Yo leía cuanto podía, pero él ganaba posiciones cada semana. Las cajas de Amazon, llenas de libros, se nos acumulaban en el recibidor. Una vez, un repartidor trajo un paquete enorme de Ikea: Carlos necesitaba más estanterías. Eché de menos los tiempos del Kindle.
Mi siguiente estratagema vino precisamente derivada de su nueva afición al papel. Como nuestro salón tenía una iluminación muy pobre, Carlos se había comprado una de esas lamparitas de lectura con pinza. La encontré cargando en nuestra mesita de noche y, con sutileza, desenganché un poco el extremo del cable que conectaba la lámpara. Lo justo para que no sospechase de mí y creyese que la había enchufado mal él. Sun Tzu hubiera estado orgulloso.
Aquella noche, Carlos leyó sentado en el suelo de la cocina, bajo el foco de led del techo.
Agotada, comencé a leer a escondidas en el trabajo. Una de las decenas de pestañas que siempre tenía abiertas en el buscador de Chrome era la aplicación para ordenador de Kindle. La minimizaba cada vez que algún compañero se acercaba a decirme algo. Mi jefe estuvo a punto de pillarme varias veces. No hubiera sabido cómo explicarlo.
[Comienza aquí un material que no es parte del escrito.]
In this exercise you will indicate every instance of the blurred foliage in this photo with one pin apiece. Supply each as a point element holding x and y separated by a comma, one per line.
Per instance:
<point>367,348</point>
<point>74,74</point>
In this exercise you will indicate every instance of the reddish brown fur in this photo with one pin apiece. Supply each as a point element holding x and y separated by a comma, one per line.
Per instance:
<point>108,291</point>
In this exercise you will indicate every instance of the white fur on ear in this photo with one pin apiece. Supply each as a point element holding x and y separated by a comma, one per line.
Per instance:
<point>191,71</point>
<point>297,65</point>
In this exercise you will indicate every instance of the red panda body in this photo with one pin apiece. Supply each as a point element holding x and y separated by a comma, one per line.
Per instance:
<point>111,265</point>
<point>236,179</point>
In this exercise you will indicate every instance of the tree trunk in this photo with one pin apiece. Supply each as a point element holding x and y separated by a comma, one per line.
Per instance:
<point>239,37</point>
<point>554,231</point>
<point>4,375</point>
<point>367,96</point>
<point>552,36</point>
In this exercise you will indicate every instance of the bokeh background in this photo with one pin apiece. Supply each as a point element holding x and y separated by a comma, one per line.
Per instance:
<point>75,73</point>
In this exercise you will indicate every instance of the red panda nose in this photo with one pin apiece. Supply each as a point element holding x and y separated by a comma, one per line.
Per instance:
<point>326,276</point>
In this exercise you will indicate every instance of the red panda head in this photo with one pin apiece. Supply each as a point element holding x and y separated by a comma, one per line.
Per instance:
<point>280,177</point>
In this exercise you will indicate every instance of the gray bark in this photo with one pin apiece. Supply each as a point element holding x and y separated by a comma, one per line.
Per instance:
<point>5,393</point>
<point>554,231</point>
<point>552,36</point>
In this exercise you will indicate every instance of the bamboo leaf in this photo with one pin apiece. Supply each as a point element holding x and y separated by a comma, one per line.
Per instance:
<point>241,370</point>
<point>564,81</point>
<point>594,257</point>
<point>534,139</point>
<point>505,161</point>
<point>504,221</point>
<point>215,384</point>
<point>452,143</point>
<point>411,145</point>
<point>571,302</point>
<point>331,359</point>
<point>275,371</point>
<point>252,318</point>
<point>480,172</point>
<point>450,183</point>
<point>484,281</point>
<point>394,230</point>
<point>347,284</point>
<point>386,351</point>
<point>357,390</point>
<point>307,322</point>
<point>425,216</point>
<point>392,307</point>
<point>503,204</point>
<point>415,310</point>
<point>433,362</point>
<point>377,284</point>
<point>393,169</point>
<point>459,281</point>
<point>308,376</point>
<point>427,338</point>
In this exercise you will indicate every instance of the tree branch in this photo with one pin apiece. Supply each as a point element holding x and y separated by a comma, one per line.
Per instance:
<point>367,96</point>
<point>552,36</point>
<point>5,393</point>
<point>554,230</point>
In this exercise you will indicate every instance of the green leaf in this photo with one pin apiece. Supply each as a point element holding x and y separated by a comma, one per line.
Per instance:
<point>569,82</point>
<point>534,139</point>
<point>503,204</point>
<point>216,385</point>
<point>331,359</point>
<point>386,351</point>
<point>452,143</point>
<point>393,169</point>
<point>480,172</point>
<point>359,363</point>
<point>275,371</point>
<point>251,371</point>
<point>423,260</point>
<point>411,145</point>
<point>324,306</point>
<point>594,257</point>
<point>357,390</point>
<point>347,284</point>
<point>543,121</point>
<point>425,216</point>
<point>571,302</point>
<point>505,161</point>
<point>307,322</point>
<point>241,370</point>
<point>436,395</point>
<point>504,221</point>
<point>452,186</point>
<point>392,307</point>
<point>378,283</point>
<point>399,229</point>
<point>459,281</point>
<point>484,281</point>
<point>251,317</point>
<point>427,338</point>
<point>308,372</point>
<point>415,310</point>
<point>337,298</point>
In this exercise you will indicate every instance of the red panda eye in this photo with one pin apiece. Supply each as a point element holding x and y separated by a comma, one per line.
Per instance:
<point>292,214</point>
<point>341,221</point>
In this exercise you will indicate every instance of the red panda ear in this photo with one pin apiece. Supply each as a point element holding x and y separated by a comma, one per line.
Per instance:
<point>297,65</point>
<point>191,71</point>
Estaba arriesgando mi puesto de trabajo por leer. Pero a esas alturas, yo sólo pensaba en evitar la derrota.
Una tarde de septiembre llegué a casa sobre las siete de la tarde, un poco antes de lo habitual. Me sorprendió no encontrar a Carlos leyendo en el salón. Dejé el bolso colgado en el respaldo de una de las mesas del comedor y recorrí el pasillo del apartamento llamándole. Se escuchaba el sonido del agua. Abrí la puerta del baño sin llamar y me lo encontré metido en la ducha. Estaba enjabonándose el pelo con su champú anticaída con la mano derecha y en la izquierda, en alto, sostenía un libro.
—¿Qué coño haces?
—Ulises Lima también leía en la ducha —me contestó. La espuma del champú le estaba entrando en los ojos.
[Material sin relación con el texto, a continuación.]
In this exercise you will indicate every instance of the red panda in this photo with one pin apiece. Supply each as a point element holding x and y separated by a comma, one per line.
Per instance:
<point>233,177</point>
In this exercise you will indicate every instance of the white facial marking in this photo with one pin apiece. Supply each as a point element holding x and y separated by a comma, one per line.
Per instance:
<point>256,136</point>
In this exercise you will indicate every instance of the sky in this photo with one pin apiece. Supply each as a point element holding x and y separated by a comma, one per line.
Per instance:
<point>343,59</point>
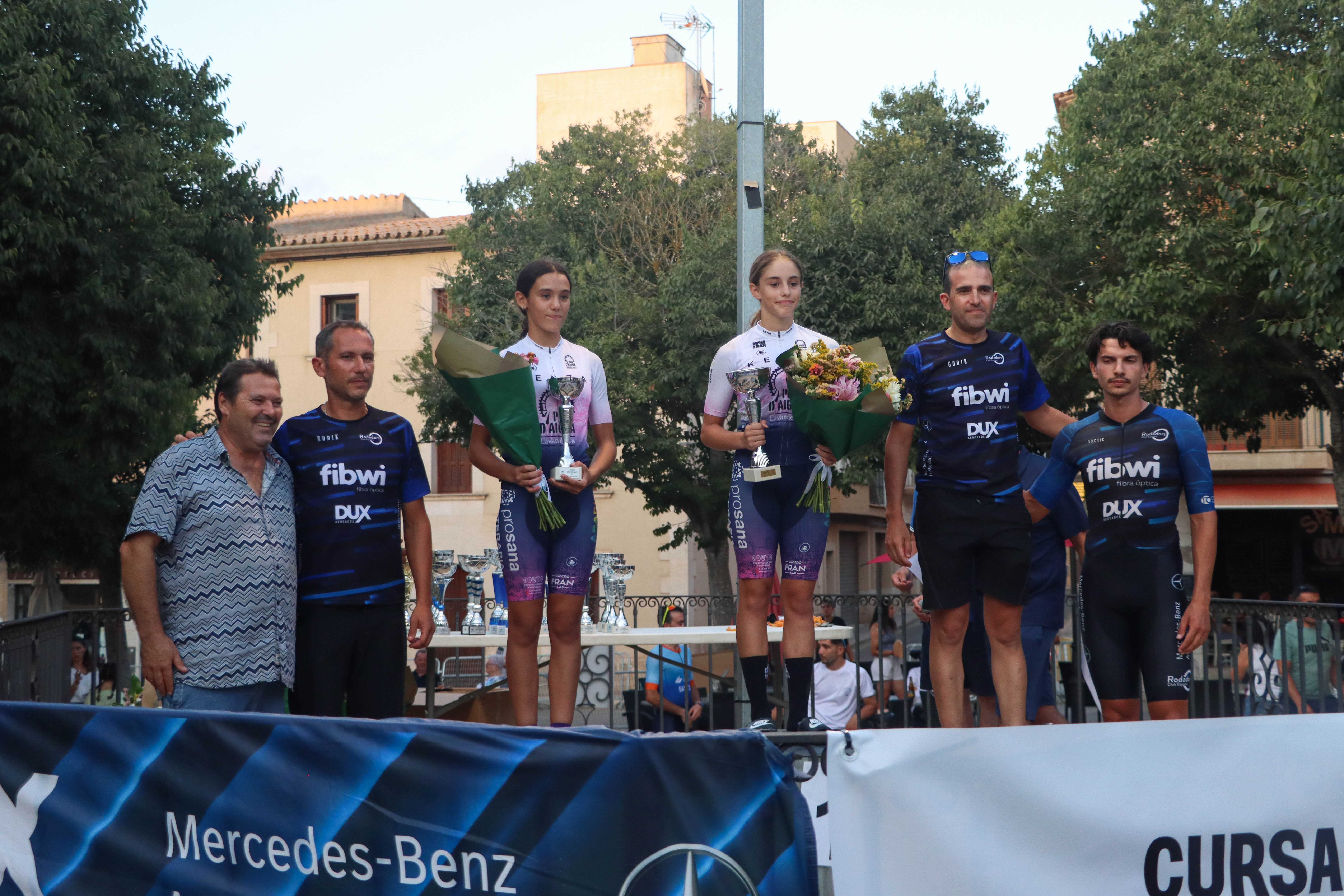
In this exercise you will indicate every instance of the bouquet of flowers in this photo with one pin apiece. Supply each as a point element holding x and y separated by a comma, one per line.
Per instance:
<point>843,398</point>
<point>499,393</point>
El libro estaba tan empapado que era imposible descifrar el título o la imagen de su cubierta. La tinta chorreaba desde sus páginas como lágrimas de rímel corrido. Carlos entrecerraba los ojos, que supongo le escocerían por el champú, y fingía continuar con la lectura a través del agua que le caía por la cabeza desde la alcachofa.
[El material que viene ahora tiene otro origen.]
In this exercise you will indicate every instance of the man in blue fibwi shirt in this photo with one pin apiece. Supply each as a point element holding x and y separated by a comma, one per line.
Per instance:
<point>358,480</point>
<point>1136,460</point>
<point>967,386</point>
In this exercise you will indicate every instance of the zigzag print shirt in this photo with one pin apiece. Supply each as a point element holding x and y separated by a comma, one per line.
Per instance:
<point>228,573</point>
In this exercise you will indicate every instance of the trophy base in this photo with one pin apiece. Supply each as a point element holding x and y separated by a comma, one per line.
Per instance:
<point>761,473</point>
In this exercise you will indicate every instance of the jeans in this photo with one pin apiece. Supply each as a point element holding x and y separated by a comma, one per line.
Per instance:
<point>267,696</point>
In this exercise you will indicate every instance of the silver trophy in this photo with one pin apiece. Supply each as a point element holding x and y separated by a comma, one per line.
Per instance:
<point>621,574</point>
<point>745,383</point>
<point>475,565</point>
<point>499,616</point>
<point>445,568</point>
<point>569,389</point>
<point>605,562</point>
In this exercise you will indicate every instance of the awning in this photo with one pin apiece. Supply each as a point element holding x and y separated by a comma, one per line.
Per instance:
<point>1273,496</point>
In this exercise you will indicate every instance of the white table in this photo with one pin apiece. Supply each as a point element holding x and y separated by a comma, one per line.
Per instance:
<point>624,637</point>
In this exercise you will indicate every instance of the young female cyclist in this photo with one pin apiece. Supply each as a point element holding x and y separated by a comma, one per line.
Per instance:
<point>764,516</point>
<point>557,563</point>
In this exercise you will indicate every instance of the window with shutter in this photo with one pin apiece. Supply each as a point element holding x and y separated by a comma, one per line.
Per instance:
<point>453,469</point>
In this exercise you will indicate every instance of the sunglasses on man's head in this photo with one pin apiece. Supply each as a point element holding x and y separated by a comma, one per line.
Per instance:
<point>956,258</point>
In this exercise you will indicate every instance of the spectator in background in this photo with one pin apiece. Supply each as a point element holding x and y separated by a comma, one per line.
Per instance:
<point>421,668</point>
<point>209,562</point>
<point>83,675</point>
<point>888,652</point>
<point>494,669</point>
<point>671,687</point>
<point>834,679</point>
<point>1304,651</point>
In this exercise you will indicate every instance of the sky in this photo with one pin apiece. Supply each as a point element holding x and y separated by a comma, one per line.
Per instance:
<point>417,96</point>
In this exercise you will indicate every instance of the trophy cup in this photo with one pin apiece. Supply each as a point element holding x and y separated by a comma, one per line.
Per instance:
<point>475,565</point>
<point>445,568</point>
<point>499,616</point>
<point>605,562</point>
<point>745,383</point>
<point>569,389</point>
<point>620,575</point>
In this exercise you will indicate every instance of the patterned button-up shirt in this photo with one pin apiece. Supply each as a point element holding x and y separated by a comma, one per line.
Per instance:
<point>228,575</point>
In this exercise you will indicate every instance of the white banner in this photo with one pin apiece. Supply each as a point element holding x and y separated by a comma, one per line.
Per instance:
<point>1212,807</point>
Supe que en esas condiciones no podía leer nada. Que aquel libro, fuese el que fuese, había quedado inservible. Enseguida se me escapó la primera carcajada. Me reí con tanta intensidad que me costaba respirar. Me dolía la parte baja de la tripa. Me quité el vestido y me metí con la ropa interior en la ducha. Le arrebaté el libro y lo tiré contra los azulejos.
—Así que Ulises Lima, eh.
Nos besamos.
Llevaríamos más de cien libros cada uno.